Rien ne va plus dans cette station, marquée à l’extrême droite. Les délires racistes et antisémites de son président, Henry de Lesquen, ont même fini par braquer ses très droitiers collaborateurs. Baston et purges.

Elle n’a sans doute jamais aussi mal porté son nom. Sur Radio Courtoisie, les débats ont habituellement lieu dans une atmosphère feutrée, entre des intervenants le plus souvent d’accord sur les méfaits du socialisme, de l’immigration ou de l’islam. Après tout, depuis sa création, en 1987, cette radio associative se veut le relais de «toutes les droites» – même si la tendance Jean-Marie Le Pen est nettement préférée à celle d’Alain Juppé. Mais, derrière les micros, se joue désormais une guerre sans merci. Un psychodrame qui a éclaté au grand jour en juin dernier, lorsqu’, Henry de Lesquen, accusé de nuire à son image par ses «déclarations publiques insupportables».

Il est vrai que, depuis le début de l’année, leur patron a «pété un câble», dixit l’un d’eux. Lesquen, qui s’est proclamé candidat à la présidentielle, a pris l’habitude de dérouler son délirant programme sur les réseaux sociaux : «racisme républicain», «réémigration» des étrangers, bannissement de la «musique nègre», démontage de la tour Eiffel… Mais ce qui transforme définitivement le clown Lesquen en triste sire, c’est son antisémitisme assumé. En avril, le patron de Radio Courtoisie va jusqu’à s’étonner dans un tweet de «la longévité des « rescapés » de la Shoah morts à plus de 90 ans».

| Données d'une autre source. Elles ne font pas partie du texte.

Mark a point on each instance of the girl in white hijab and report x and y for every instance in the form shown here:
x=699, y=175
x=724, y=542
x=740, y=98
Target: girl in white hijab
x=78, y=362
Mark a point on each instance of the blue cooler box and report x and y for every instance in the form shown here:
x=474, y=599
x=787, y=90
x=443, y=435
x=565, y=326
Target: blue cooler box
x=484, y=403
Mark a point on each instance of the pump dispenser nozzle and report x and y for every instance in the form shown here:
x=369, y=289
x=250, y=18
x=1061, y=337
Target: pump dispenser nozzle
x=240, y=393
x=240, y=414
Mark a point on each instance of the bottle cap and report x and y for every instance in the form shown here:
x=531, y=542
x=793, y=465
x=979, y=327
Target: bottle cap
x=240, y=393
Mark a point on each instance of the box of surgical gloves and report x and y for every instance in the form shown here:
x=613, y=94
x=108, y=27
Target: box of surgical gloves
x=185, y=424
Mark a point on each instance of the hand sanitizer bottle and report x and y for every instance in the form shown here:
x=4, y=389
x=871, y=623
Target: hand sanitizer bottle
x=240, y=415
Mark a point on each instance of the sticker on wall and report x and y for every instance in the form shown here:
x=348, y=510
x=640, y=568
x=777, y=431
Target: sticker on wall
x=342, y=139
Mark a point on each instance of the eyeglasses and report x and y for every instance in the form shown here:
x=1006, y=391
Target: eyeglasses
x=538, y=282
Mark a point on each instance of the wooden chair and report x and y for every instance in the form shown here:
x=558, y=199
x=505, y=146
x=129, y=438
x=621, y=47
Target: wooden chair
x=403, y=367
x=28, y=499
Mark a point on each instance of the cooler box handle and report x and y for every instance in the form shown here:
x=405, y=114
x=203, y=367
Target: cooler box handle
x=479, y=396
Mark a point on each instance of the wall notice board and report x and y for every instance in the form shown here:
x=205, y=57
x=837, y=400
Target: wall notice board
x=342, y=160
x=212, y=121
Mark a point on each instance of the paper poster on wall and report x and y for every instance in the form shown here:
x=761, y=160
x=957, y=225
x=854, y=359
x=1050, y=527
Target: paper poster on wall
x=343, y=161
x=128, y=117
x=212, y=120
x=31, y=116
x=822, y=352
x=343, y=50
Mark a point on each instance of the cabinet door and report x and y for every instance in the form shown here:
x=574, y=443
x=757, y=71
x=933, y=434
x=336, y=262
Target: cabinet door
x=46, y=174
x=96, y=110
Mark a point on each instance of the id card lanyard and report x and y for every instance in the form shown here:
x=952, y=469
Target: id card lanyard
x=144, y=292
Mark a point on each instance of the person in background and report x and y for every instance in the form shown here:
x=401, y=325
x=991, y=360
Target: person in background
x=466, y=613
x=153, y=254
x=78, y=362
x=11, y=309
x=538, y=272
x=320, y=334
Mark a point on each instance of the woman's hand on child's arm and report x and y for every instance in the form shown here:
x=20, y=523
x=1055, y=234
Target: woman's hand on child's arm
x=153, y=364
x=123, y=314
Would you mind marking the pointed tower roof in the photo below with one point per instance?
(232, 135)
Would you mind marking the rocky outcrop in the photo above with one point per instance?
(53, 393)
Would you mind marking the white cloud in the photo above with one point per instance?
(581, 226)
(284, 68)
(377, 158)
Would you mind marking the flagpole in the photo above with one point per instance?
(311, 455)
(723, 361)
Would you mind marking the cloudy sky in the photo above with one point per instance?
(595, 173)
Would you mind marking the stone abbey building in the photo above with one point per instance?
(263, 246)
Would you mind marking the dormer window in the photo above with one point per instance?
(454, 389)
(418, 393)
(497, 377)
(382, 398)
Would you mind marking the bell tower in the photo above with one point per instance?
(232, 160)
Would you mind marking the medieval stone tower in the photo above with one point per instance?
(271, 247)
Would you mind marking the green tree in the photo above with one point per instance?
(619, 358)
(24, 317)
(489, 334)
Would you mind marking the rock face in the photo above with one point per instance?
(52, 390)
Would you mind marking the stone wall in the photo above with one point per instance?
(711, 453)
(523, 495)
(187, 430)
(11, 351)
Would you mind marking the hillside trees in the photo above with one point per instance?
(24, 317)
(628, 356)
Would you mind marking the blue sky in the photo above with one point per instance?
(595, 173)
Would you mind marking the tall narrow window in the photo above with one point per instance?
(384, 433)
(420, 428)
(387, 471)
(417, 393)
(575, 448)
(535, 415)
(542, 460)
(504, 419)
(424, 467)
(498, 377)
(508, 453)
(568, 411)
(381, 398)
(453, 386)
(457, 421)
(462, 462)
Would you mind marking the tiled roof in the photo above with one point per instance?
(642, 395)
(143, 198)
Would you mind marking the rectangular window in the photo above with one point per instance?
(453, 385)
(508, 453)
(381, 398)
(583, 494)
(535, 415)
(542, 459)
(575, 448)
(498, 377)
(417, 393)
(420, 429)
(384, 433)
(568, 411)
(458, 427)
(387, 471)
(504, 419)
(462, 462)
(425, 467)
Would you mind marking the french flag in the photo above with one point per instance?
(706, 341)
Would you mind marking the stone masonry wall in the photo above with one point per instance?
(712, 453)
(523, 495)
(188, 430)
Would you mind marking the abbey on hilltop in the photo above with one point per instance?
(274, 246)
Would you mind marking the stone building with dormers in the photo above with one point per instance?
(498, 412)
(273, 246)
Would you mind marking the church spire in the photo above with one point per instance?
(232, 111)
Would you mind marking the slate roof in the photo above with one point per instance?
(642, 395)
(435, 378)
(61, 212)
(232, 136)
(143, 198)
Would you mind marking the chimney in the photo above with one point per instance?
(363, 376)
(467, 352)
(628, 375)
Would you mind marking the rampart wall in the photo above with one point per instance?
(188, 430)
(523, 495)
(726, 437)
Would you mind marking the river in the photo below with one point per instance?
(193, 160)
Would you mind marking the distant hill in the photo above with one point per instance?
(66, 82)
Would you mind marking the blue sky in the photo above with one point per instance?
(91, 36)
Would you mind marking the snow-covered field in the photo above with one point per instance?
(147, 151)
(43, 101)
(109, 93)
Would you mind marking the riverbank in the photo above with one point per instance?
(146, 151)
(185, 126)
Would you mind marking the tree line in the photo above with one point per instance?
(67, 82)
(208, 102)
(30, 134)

« Il a fait de cette radio son jouet »

C’en est trop, même pour les très droitiers animateurs de Radio Courtoisie, qui craignent de ne plus pouvoir attirer des invités, mais redoutent aussi le courroux du CSA. L’autorité de l’audiovisuel a déjà mis en demeure la station pour des propos tenus par Lesquen en 2013. Et Radio Courtoisie, qui n’émet qu’en région parisienne et dans quelques villes en région, peut faire une croix sur l’octroi d’autres fréquences. «Un patron comme Henry de Lesquen jette le discrédit sur la radio. Il en a fait son jouet», se lamente Bernard Antony. Ce vieux compagnon de route du Front national, chef de file de la frange catholique traditionaliste, dirigeait une émission depuis 2007. Henry de Lesquen l’a viré en août. Au total, 15 frondeurs ont quitté la station pendant l’été. Une moitié de limogés, l’autre, de démissionnaires.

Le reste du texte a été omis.